Anspruch dieser Arbeit ist es, das Wesen dieser Figur, ihre Beziehung „zu“ Büdner bzw. das Verhältnis zwischen diesen beiden Persönlichkeitsteilen zu ergründen. In diesem Sinne wird in Abschnitt 1 zunächst ergründet, auf welcher realen Grundlage Strittmatter den Faun entwarf.[20] Daran schließt sich die nähere – eher deskriptiv zusammenfassende – Betrachtung der Figur im zweiten und dritten Teil der „Wundertäter“-Trilogie an.[21] Eine tiefgehende Analyse der Figur des Meisterfaun nehme ich in Abschnitt 2 vor. Dieser Abschnitt dient zum einen der näheren Analyse des Faun selbst und zum anderen der Hervorhebung kennzeichnender Wesensmerkmale der Beziehung zwischen Faun und Büdner. Schließlich soll hier der Aspekt der Persönlichkeitsspaltung auf ihren Charakter und ihre Bedeutung für die Romanfigur Büdner hin entschlüsselt werden. Es soll auch analysiert werden, mit welchen Problemsituationen der Faun in Zusammenhang gebracht werden kann und welchen Part er in der Bewältigung dieser Situationen einnimmt. Hierfür werde ich die unmittelbare Handlungsebene des Romans verlassen und sowohl Arbeiten der Psychologie als auch Auszüge aus autobiographischen Schriften Strittmatters einbeziehen. Abschnitt 2.2 befasst sich mit dem finalen Ende des Beziehungsverhältnisses zwischen „Meisterfaun“ und dessen „Schüler“ Stanislaus. Hierbei ist zu klären, inwieweit die Frage des Faun, nach dem Sinn der Existenz Büdners, im Verlauf seiner Entwicklung beantwortet werden konnte und die Existenz des Faun nicht länger notwendig erscheint, er sich hierbei jedoch keineswegs auflöst, sondern wenig später in einen anderen Zustand transformiert wird. Im letzten Abschnitt dieser Arbeit werden die Erkenntnisse schließlich zusammengeführt und weitergehend interpretiert.

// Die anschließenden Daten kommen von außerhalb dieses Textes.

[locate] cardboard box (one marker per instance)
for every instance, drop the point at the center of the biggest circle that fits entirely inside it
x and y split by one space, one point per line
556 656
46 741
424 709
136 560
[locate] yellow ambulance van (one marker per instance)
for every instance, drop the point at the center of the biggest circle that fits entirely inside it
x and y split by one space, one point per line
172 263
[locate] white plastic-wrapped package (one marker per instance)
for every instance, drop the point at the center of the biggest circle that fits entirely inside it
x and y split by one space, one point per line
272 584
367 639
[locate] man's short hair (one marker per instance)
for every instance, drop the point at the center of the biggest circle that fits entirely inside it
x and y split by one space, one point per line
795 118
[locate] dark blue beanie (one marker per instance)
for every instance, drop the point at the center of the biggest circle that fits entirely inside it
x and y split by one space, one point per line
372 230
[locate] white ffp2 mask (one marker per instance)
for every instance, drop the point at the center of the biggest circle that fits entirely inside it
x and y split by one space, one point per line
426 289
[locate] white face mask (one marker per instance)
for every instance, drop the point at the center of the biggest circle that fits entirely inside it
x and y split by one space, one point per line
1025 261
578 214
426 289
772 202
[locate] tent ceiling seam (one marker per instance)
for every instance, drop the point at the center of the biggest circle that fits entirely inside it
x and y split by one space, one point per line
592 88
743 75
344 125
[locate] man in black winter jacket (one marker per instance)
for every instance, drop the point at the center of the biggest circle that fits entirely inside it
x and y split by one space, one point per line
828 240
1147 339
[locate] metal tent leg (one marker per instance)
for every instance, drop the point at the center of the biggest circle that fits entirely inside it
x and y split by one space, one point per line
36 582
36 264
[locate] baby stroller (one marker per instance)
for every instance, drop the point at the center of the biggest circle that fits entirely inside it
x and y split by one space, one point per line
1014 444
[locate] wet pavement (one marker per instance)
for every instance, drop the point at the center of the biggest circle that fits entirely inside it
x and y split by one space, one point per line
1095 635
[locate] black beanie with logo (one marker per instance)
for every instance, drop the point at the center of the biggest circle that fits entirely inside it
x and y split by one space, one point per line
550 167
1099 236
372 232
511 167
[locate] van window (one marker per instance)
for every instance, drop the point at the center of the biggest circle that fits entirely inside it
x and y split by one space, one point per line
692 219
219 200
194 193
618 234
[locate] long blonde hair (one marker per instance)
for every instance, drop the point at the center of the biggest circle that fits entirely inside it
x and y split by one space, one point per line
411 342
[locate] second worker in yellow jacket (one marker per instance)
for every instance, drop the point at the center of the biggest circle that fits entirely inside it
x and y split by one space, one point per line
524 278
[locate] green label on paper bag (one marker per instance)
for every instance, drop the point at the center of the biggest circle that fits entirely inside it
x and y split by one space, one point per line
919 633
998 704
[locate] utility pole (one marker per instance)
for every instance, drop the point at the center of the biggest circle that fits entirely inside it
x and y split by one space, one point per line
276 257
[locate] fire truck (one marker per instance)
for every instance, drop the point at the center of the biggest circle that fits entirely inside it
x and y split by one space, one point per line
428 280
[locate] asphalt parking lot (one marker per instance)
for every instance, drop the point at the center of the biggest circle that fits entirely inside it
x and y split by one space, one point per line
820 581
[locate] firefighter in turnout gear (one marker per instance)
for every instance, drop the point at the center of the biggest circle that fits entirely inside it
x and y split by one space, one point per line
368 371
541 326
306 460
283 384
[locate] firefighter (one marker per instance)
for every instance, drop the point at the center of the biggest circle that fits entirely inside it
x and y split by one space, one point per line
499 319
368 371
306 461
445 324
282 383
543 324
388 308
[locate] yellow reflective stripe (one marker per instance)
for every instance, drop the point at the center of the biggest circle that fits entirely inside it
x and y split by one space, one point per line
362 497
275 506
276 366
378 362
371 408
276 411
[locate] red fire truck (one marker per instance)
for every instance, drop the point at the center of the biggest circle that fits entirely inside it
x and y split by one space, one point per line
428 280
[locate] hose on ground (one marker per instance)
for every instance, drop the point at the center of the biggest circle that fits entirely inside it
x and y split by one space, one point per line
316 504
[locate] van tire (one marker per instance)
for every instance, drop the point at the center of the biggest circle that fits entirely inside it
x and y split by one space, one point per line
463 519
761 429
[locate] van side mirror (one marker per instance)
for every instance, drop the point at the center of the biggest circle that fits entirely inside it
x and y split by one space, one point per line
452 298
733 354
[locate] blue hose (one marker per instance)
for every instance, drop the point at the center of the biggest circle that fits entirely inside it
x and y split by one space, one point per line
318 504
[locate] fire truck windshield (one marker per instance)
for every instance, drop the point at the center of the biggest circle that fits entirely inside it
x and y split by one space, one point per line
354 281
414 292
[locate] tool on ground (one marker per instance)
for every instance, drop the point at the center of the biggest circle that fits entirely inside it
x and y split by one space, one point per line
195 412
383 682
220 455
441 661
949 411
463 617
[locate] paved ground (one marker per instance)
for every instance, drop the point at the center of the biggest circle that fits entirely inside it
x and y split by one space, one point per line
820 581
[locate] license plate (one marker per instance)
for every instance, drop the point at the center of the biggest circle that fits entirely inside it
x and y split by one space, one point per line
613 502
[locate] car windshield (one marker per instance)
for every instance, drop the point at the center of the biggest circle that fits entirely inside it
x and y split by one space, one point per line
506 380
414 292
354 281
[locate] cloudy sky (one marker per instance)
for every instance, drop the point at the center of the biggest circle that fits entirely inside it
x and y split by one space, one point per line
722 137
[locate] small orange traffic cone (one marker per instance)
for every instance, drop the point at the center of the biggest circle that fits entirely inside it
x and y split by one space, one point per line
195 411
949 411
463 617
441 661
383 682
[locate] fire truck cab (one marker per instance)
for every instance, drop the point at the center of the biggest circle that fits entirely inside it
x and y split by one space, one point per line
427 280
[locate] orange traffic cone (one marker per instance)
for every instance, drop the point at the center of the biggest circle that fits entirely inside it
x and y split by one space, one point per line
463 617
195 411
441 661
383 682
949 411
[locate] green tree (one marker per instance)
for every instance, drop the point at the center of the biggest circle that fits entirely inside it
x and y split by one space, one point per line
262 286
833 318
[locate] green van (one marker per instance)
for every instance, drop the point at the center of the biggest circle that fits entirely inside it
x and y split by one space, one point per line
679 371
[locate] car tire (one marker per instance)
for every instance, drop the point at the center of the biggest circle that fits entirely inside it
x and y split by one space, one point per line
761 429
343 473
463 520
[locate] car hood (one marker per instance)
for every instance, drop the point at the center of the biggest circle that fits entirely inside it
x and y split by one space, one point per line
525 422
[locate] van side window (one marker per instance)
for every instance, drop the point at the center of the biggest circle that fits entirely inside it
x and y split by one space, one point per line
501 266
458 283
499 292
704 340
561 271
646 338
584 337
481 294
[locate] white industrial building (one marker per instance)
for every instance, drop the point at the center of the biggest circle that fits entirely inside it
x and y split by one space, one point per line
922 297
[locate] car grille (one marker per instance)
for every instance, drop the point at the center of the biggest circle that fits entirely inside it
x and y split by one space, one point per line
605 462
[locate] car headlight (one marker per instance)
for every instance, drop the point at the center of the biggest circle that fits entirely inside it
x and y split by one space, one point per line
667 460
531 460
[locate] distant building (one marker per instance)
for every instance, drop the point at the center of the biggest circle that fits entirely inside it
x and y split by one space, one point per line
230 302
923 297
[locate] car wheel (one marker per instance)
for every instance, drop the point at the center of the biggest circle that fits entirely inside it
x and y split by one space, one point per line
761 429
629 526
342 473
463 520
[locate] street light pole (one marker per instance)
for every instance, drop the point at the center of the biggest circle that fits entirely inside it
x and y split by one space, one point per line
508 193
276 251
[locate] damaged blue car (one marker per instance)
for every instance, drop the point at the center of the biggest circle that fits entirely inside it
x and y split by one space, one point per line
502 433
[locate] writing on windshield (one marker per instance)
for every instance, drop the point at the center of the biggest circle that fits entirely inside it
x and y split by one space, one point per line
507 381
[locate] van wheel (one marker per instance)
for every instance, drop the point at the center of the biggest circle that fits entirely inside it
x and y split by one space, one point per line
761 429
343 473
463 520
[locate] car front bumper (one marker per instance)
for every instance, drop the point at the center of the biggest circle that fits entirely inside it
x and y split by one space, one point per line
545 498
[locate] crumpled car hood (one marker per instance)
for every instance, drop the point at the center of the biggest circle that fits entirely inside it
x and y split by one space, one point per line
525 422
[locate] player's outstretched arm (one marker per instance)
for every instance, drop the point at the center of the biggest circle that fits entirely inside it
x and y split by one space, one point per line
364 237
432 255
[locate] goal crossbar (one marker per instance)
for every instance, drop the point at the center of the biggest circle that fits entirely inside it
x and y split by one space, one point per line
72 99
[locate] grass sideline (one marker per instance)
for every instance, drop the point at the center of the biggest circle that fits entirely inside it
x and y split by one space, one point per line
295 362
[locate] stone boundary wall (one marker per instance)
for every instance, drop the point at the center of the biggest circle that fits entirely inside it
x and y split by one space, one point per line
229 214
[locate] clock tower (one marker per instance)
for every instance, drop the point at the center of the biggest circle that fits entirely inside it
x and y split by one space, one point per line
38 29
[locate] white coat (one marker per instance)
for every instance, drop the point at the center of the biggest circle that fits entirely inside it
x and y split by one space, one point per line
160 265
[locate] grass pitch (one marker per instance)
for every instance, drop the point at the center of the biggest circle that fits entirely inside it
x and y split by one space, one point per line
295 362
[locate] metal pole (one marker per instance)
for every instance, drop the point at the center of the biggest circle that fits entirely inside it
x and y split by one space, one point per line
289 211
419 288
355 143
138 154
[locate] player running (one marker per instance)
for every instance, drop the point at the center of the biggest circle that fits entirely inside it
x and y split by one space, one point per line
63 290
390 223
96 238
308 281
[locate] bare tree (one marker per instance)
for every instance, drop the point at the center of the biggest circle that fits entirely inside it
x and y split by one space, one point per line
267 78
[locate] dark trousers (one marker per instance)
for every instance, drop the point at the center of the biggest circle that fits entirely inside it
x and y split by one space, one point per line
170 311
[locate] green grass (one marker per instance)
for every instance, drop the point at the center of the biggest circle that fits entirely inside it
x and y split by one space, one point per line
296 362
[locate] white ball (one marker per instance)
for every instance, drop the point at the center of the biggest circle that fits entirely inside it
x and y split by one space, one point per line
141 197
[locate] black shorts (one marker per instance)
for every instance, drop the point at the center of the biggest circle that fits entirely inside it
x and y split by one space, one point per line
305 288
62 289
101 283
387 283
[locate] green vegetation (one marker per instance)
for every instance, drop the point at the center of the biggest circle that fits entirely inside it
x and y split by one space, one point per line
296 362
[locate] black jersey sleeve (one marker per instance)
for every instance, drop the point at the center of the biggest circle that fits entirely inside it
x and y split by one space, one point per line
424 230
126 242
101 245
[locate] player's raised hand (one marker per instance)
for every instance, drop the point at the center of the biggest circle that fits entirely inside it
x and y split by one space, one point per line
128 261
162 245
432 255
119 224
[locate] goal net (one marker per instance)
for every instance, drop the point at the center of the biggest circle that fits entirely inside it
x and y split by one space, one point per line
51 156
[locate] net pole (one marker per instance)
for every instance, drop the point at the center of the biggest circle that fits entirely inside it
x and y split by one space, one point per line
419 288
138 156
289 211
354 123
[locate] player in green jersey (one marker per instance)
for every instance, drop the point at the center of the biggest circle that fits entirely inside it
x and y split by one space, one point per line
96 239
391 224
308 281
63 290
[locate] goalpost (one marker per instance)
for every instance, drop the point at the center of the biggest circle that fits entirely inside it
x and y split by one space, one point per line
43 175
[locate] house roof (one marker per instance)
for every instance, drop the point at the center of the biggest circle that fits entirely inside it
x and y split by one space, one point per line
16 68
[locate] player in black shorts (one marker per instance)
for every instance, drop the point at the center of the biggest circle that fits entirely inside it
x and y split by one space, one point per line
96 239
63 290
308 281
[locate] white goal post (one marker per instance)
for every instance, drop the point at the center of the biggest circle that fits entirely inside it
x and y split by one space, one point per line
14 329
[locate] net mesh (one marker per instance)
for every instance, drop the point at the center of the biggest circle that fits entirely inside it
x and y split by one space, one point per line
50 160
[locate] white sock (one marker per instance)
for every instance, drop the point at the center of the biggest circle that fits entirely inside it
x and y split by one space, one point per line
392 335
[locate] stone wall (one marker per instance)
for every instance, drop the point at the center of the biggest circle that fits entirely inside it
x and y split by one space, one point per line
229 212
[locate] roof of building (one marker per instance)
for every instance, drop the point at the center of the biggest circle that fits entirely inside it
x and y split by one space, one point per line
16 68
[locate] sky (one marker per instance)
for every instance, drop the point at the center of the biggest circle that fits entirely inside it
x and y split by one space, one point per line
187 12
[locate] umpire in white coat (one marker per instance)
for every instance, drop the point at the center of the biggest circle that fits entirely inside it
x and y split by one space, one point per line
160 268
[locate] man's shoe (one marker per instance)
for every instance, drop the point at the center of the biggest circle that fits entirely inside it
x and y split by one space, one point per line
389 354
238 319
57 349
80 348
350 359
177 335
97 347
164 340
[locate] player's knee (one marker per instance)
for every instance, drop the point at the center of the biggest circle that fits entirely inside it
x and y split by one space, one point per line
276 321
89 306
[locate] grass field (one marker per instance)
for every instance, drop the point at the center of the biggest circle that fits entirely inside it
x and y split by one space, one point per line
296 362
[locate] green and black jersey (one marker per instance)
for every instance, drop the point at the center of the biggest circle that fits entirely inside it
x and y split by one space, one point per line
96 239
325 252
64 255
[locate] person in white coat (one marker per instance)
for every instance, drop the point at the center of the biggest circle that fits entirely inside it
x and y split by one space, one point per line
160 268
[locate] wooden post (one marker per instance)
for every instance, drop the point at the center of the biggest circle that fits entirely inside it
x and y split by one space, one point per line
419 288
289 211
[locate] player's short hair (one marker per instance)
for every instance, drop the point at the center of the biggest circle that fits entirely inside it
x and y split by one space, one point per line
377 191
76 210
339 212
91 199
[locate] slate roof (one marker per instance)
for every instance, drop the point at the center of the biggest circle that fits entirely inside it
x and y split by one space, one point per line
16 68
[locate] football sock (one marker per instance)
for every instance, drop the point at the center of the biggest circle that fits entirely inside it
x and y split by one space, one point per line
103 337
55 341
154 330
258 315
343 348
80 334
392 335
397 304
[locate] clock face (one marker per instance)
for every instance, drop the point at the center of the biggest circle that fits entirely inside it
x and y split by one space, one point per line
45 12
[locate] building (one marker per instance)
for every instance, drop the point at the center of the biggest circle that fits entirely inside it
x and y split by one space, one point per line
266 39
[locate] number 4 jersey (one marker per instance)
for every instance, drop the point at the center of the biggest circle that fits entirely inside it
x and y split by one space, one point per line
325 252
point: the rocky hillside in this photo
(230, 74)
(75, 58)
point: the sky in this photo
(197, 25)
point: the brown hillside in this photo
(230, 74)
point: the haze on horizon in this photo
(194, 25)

1 Die Figur des Meisterfaun

1.1 Reale Hintergründe des Faun?

„Zu manchen Erfindungen haben wir noch ein Verhältnis

wie jener Zauberlehrling im Goethe-Gedicht;

nur daß wir nicht auf den Meister hoffen dürfen,

der uns da hilfreich beispringt.

Wir müssen sie selber meistern.“

Erwin Strittmatter [22]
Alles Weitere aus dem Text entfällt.